"Who is my mother? Who are my brothers?"
This has become a popular proof text among those who wish to disprove the perpetual virginity of Mary; that is, those who do not believe that Mary remained a virgin for all of her life. It's a passing point and not really the point of this passage. The Church has taught from earliest times that Mary was always a virgin. There was no dispute about it until after the Protestant Reformation 1500 years later. The Church explained the presence of brothers as being more distant relatives, as anyone of kin was referred to as "brother" in New Testament times. But the point of the passage is something else.
Jesus is telling us here that there are no "perks" positions. Even His own mother and brothers did not have a free pass to heaven.
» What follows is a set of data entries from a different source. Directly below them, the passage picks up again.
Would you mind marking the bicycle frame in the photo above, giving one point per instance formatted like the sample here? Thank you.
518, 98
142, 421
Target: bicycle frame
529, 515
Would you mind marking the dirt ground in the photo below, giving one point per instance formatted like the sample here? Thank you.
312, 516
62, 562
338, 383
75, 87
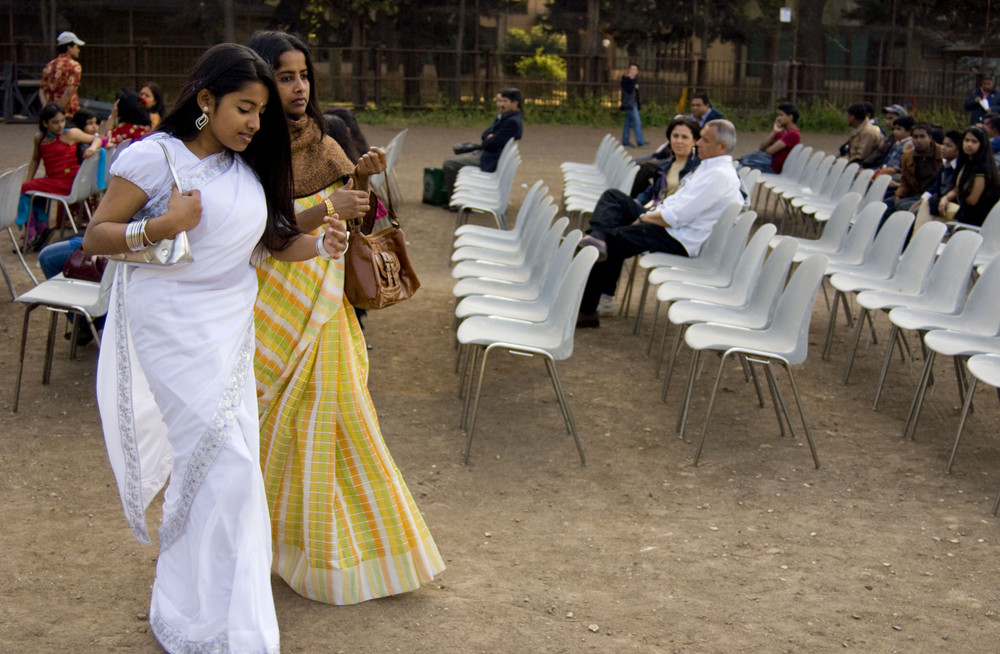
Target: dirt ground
754, 550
If they did not obey the will of God, they would be lost like any other. Jesus is telling us that we have no reason to rely on anything else but the grace of God. It doesn't matter if we have family connections, or we are associated with a prominent church or clergyman. We all stand on equal footing before God.
The question Jesus raises in today's Gospel is very appropriate for our own times. Who are the mother, and brothers of Jesus? Our Lord answers His own question: "For whoever does the will of my heavenly Father is my brother, and sister, and mother," (v. 50). So the question for each one of us is, do I really do the will of God?
We are not talking here, of course, about discerning one's vocation, or various things we are praying to understand. Rather, we are referring to the issue of obedience to what we know is the will of God. Do we obey the Word and the teaching of the Church? If we do, then our Lord is telling us we are truly a member of His family.
This flies in the face of the modern notion that we are all God's children. It is true that we are all created by God and, therefore, rightfully belong to Him. But we become His children by birth- rebirth. When we are born of water and the Spirit, we become a child of God (Jn. 3:5). There are a few elements that go into such a birth. First, there is faith. Secondly, there must be a clear resolve to forsake sin and strive after holiness. Third, there is baptism. Finally, there is a willing submission to the Church, who guides and teaches us to live for God.
"Who is my mother? Who are my brothers?" It is a question worth pondering each day. Jesus continues to issue it in the hopes that many more will respond. Hopefully, each of us can answer with sincerity, "Here I am Lord. I will obey the Father. I will be a member of Your family."